JFSC Money laundering and terrorist financing risk data 2019 - 2023 analysis - INVESTMENT BUSINESS
01/01/2025
In December 2024, the JFSC published some Money laundering and terrorist financing risk data [2019 – 2023], for the following sectors for the first time.
- BANKING
- TRUST COMPANY BUSINESS
- LEGAL
- INVESTMENT BUSINESS - [SEE BELOW]
The data in the reports covers 2019 - 2023 and provides.
- A general overview of each sector along with trends on inherent risk factors such as customers from higher risk jurisdictions and politically exposed persons (PEP) connections.
- An explanation has been provided to support the aggregated data presented through a combination of graphs and tables.
KEY AIMS AND OBJECTIVES
- The aim of publishing these reports is to improve the understanding of money laundering and terrorist financing risk within each sector and enable a comparison across different sectors and activities.
- Key risk indicators are included for each sector to provide useful benchmarking for supervised persons looking to assess their own money laundering and terrorist financing risks.
- The JFSC will be engaging with industry through trade bodies and associations during Q1 2025 to gather feedback and inform future publications.
WARNINGS
- The reports are not risk assessments.
- Whilst some data quality and integrity checks are performed on receipt of the data, the JFSC rely on the accuracy and completeness of data provided by industry.
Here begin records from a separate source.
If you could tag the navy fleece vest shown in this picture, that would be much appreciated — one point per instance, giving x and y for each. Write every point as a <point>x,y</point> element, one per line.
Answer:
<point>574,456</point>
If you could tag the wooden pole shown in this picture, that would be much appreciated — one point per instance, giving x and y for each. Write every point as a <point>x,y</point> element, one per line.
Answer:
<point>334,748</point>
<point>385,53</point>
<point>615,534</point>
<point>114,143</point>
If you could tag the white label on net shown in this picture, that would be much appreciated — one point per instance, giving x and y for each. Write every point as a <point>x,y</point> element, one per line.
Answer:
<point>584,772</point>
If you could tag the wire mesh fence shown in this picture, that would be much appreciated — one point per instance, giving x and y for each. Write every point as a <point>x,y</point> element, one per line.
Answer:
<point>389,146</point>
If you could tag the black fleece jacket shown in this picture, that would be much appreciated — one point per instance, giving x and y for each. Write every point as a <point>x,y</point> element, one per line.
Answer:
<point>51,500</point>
INVESTMENT BUSINESS SECTOR
- The activity of investment business (IB) is undertaken by a diverse range of businesses, including:-
- Local independent financial advisers (IFAs),
- Niche wealth managers and
- Banks with a global presence.
- IB is divided into 5 “classes” A, B, C, D and E:-
- With this reporting focusing on classes A – D,
- Class E being rarely used. [Persons registered to conduct Class E investment business are permitted to enjoy amended requirements in respect of certain sections of the Code, as set out in the Second Schedule]
- These include:-
- Dealing in investments (Class A),
- Managing investments (Class B),
- Giving investment advice when not prevented from holding client (Class C) and
- Giving investment advice when prevented from holding client assets (Class D).
- Over the period 2019 to 2023 the value of total assets under administration (or equivalent measure) peaked in 2021 but has generally grown with the total assets under administration, in custody, managed or advised increasing from:-
- £121bn in 2019 to
- £137bn in 2023.
- This includes significant growth in the value of assets advised by Class D entities, which have increased from:-
- £3.9bn in 2019 to
- £11.3bn in 2023.
- Over the same period, the number of firms has declined due to a combination of banks ceasing to operate in Jersey as well as consolidation of non-bank IBs within the sector.
- Much of the data analysed has been split between banks which provide IB services and non-bank IBs. This demonstrates that, in general, banks have a greater proportion of customers from
- Higher risk jurisdictions,
- More connections to politically exposed persons and
- Consider their customers to be higher risk for ML/TF.
- This increased inherent risk may be partially mitigated by the heightened levels of enhanced CDD applied to banks’ IB customers in comparison to non-bank IBs.